Properly describing every detail and every expectation turned out to be the more serious issue. There is often a large amount of implicit knowledge known to only one or two people. Things that are automatic to you must be laid out in excruciating detail for others. All this, of course, is assuming that you remember to write it down at all.

This pitfall was made apparent to us in the final days of a large project. The decision was made to do an internal regression of the whole application; the number of issues found was distressing. An investigation was launched into how these issues could have crept in unnoticed. There were supposed to be tests to cover many of these behaviours. The investigation showed that many of these tests were out of date or poorly described. All the confidence we had in our manual testing evaporated in moments.

So it was determined: We would do the testing ourselves, and we would do it better. We knew what we were looking for, so if we tested our own stuff, fewer things would be missed. It worked. Testing things ourselves drastically cut the number of issues getting into production…but it was also taking an eternity. While the team had grown significantly since I started, it was still taking us the better part of the day to test everything. This solution was expensive, overly time-consuming, and monotonous.
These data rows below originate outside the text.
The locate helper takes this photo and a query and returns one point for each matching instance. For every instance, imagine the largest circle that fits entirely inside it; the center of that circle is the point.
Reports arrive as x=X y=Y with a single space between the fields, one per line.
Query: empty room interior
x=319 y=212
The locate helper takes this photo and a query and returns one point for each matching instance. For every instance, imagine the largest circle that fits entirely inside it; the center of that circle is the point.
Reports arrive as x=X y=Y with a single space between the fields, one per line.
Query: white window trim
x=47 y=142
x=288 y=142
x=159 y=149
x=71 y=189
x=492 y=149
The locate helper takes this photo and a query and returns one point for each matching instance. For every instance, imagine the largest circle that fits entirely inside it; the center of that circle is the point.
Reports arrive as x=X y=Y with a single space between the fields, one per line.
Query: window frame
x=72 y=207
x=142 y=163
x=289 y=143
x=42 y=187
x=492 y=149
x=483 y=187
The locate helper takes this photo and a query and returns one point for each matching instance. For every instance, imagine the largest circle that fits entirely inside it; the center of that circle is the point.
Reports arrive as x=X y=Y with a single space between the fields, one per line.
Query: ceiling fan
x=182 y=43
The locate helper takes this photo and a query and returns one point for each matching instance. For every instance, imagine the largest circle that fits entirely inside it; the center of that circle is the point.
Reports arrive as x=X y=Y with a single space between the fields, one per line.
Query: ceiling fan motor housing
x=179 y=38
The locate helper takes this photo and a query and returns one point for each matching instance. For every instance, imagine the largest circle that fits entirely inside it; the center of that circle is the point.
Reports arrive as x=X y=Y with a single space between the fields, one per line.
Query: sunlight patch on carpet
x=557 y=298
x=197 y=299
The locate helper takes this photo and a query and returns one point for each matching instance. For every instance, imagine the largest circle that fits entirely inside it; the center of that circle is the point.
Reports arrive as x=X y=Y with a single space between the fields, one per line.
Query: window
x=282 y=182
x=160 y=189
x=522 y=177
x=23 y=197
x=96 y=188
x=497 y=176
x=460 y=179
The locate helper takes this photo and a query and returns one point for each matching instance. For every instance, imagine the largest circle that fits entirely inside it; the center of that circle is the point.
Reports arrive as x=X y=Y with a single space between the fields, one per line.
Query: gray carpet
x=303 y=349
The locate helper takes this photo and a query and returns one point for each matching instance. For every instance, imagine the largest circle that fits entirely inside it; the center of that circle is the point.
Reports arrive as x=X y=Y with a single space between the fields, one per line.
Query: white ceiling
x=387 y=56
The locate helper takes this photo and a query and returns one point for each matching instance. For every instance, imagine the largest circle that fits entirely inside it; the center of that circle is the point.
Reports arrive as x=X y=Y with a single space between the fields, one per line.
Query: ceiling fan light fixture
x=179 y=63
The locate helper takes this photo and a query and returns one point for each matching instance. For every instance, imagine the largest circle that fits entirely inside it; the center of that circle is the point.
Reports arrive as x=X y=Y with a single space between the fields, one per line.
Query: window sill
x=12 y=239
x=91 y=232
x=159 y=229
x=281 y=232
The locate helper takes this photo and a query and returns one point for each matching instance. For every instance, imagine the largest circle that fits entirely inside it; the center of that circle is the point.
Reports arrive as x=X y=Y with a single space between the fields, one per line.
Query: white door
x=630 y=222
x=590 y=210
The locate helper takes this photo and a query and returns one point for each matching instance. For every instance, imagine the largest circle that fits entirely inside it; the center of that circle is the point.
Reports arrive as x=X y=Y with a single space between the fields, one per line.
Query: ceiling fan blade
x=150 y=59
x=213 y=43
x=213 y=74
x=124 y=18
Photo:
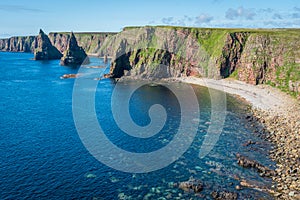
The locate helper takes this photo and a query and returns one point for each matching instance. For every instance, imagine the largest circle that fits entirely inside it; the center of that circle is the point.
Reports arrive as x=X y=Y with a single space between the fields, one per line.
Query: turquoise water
x=42 y=156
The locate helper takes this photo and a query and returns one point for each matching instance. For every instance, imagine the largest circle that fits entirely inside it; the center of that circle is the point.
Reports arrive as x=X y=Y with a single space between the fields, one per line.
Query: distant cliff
x=18 y=44
x=90 y=42
x=255 y=56
x=251 y=55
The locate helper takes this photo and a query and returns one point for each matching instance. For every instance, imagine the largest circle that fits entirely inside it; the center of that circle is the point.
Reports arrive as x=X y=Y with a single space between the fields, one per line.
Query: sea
x=48 y=150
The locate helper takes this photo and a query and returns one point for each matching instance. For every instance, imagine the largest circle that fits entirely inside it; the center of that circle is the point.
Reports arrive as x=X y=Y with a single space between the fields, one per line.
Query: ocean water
x=42 y=155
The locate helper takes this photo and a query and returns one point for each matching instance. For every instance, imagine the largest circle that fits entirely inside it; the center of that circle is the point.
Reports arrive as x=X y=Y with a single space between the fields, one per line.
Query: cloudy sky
x=21 y=17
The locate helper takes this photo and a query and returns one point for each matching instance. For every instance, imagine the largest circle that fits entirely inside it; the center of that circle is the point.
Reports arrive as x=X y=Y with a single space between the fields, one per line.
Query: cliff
x=90 y=42
x=255 y=56
x=18 y=44
x=74 y=55
x=44 y=50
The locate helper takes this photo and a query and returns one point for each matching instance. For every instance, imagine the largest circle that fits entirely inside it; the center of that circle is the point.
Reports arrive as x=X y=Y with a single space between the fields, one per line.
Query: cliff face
x=250 y=55
x=90 y=42
x=18 y=44
x=44 y=50
x=254 y=56
x=74 y=55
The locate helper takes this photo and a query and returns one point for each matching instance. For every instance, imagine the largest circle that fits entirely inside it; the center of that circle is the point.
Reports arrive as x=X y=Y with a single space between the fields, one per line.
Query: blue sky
x=21 y=17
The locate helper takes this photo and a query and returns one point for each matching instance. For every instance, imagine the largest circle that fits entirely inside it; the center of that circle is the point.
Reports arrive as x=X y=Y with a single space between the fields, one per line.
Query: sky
x=20 y=17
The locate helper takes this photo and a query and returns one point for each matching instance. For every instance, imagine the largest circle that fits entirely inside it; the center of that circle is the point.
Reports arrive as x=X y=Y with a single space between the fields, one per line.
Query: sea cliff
x=90 y=42
x=251 y=55
x=255 y=56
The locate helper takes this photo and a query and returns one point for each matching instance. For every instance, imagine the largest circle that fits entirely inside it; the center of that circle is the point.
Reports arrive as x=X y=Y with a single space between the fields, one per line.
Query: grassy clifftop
x=256 y=56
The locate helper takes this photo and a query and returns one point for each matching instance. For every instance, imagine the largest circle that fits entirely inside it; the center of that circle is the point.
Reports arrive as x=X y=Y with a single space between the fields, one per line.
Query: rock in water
x=192 y=185
x=224 y=195
x=44 y=50
x=74 y=55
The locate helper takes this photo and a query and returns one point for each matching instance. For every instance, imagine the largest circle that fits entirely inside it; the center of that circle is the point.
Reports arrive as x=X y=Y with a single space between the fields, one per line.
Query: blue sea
x=43 y=155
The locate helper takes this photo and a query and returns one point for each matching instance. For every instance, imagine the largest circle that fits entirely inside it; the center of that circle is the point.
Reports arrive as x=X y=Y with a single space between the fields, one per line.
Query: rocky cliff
x=90 y=42
x=250 y=55
x=44 y=50
x=18 y=44
x=74 y=55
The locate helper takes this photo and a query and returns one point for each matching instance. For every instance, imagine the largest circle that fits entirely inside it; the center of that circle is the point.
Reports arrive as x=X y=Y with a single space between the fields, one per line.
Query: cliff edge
x=44 y=50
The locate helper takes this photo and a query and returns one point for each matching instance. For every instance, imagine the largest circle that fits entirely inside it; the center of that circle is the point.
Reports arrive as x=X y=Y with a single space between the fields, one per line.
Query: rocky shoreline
x=280 y=116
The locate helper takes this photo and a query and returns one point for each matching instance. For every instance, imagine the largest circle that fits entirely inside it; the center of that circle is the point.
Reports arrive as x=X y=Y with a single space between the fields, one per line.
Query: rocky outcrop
x=74 y=55
x=248 y=163
x=18 y=44
x=44 y=50
x=224 y=195
x=250 y=55
x=90 y=42
x=253 y=56
x=192 y=185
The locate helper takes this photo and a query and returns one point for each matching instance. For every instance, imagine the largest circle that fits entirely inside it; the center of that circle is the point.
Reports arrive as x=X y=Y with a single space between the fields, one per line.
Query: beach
x=280 y=115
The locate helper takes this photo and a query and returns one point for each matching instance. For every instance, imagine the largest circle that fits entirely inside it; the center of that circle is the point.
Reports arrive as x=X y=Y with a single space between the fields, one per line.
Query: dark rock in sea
x=74 y=55
x=224 y=195
x=65 y=76
x=44 y=50
x=192 y=185
x=247 y=163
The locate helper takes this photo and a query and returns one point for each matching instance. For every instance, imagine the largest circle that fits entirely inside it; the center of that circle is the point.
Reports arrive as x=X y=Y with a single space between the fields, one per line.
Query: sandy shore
x=280 y=114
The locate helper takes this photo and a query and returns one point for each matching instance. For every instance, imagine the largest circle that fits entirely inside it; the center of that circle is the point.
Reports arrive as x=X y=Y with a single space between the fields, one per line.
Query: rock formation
x=18 y=44
x=248 y=163
x=44 y=50
x=74 y=55
x=192 y=185
x=90 y=42
x=253 y=56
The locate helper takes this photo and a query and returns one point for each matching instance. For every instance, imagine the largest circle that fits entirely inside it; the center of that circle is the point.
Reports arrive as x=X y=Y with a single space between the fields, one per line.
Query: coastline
x=280 y=115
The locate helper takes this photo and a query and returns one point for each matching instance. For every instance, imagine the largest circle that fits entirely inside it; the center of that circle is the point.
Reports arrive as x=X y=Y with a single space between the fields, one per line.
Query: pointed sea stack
x=74 y=55
x=44 y=50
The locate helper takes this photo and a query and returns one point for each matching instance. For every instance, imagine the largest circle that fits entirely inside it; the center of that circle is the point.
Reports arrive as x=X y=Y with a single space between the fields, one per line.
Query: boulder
x=248 y=163
x=74 y=54
x=44 y=50
x=192 y=185
x=224 y=195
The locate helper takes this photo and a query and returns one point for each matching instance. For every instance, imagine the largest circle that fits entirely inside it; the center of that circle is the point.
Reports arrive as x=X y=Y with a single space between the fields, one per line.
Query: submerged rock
x=65 y=76
x=224 y=195
x=192 y=185
x=74 y=55
x=44 y=50
x=247 y=163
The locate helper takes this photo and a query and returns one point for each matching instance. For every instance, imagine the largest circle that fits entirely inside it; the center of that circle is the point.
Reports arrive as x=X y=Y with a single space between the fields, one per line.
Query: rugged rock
x=44 y=50
x=248 y=163
x=224 y=195
x=18 y=44
x=90 y=42
x=74 y=55
x=192 y=185
x=283 y=131
x=253 y=56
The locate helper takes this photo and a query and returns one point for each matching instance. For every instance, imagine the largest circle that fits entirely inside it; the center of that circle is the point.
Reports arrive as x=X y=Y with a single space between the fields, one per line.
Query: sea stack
x=74 y=55
x=44 y=50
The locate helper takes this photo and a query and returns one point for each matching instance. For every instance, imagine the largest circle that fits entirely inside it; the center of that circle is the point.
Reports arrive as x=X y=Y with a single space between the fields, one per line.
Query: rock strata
x=74 y=55
x=44 y=50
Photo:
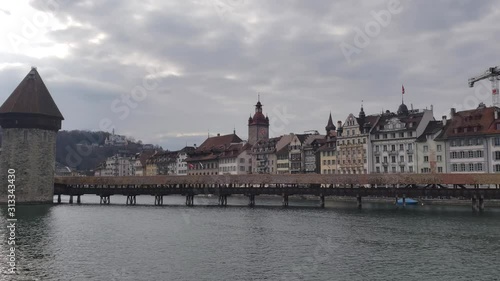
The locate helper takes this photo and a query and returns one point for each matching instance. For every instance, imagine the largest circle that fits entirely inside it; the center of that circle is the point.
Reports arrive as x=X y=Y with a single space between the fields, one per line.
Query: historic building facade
x=258 y=125
x=393 y=140
x=30 y=120
x=353 y=149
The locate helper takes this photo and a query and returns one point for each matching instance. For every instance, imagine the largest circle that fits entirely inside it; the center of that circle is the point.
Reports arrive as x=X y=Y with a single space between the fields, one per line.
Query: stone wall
x=31 y=152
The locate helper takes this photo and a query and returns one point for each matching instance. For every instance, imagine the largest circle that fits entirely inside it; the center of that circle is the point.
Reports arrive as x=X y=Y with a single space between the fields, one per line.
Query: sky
x=173 y=72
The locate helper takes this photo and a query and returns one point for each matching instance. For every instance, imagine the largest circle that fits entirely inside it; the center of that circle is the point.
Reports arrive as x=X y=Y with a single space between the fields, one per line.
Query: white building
x=430 y=150
x=235 y=160
x=472 y=140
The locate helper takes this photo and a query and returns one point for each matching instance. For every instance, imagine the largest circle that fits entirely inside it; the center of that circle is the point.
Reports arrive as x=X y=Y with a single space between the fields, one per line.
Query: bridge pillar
x=251 y=200
x=222 y=200
x=131 y=199
x=285 y=200
x=105 y=200
x=189 y=200
x=474 y=203
x=158 y=200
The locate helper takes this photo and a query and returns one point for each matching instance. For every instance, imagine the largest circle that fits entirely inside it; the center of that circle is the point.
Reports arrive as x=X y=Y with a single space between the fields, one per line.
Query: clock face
x=263 y=132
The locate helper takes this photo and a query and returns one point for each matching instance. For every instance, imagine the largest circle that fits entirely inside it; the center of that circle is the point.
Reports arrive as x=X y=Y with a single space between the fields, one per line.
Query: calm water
x=340 y=242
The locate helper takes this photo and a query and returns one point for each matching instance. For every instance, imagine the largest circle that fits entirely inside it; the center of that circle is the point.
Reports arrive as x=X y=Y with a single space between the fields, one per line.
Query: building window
x=479 y=166
x=496 y=168
x=496 y=155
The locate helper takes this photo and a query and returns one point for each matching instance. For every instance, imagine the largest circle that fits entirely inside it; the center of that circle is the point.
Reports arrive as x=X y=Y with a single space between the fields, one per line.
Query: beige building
x=353 y=147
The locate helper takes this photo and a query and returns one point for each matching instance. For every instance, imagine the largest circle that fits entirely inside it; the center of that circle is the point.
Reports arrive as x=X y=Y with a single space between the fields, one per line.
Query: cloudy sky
x=170 y=72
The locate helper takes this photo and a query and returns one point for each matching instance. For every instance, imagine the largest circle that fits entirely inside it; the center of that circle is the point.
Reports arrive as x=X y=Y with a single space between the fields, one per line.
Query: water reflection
x=31 y=243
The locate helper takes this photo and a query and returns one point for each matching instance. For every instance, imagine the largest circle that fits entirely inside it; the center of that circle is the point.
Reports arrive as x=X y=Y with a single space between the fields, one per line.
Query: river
x=266 y=242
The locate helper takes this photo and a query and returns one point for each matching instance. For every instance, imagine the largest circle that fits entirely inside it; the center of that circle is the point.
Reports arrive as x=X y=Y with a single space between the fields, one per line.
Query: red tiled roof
x=31 y=96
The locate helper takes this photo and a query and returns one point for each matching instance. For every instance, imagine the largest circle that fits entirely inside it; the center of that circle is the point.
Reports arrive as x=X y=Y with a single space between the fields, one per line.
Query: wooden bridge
x=476 y=187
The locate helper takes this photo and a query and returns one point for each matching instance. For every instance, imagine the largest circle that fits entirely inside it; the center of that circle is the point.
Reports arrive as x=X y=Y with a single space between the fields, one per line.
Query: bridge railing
x=295 y=179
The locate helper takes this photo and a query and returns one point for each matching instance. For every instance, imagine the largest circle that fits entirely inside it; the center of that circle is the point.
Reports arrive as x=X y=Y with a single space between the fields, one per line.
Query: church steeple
x=258 y=125
x=329 y=126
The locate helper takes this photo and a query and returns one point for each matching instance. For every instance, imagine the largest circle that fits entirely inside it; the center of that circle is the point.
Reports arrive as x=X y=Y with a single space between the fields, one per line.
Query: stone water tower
x=30 y=120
Luckily, there was a technology that was excellent at doing the same thing again and again, the same way, every time.

Robots took our jobs

Fast, accurate, consistent, hands-free

As you can see above, computers are fantastic at following instructions; in fact, that’s all they do. Using a tool called Selenium, we were able to translate those messy human instructions, open for interpretation, into cold, factual, computer-readable instructions. This not only let us run our testing in a fraction of the time, but we had a source of truth for how things were supposed to work. If someone changed a behaviour and it no longer matched spec, a test broke, no debate.

This was a revolution in how our team operated. At the unit level, we could know if things were broken before ever even committing. At the end-to-end level, we could find errors in mere hours rather than days or weeks. This also allowed us to expand our testing significantly. If the tests were already there, it was minimal trouble to run on more browsers and more operating systems, ensuring that our product worked for all of our customers.

What to do with all our free time?

A happy consequence of the continued goal of testing more quickly and more robustly led us to adding other tools; after all, we still had to do some manual testing, and we wanted it as simple as possible.

We developed the ability to create users in a wide variety of states. This sped up the creation of users who had to be in complicated states. It also allowed for greater parallelization of automation as we no longer had to be concerned about multiple runs using the same account.

Since collisions weren’t a concern, wouldn’t it be nice to run the full test suite on every PR? Introducing our new environment-per-PR capabilities, courtesy of Kubernetes.

GitHub comment giving a link to a custom environment.
It’s a seemingly little thing, but the quality of life improvement was staggering

It became a breeze to just send a link to our design team or a stakeholder who wanted a preview of things, rather than hauling your laptop over to their desk. A technique which was increasingly difficult now that we had offices in two different countries.

One concern that can arise from this is, what happens to the manual QA testers; aren’t they out of a job? Not even remotely. Their jobs just got far more interesting. Now they could do the things that humans are actually good at- usability testing, exploratory testing, etc. In our case, they were able to become fully fledged developers. So we were getting even more done, and with increased confidence.

In summary

We’ve come a long way, from singular coding and testing, to manual testing, to automation, and a combination of all three. We’ve made our product more resilient to changes and less prone to bug-riddled releases being set out into the world. And most importantly, we have more time to spend on developing, and less on investigating.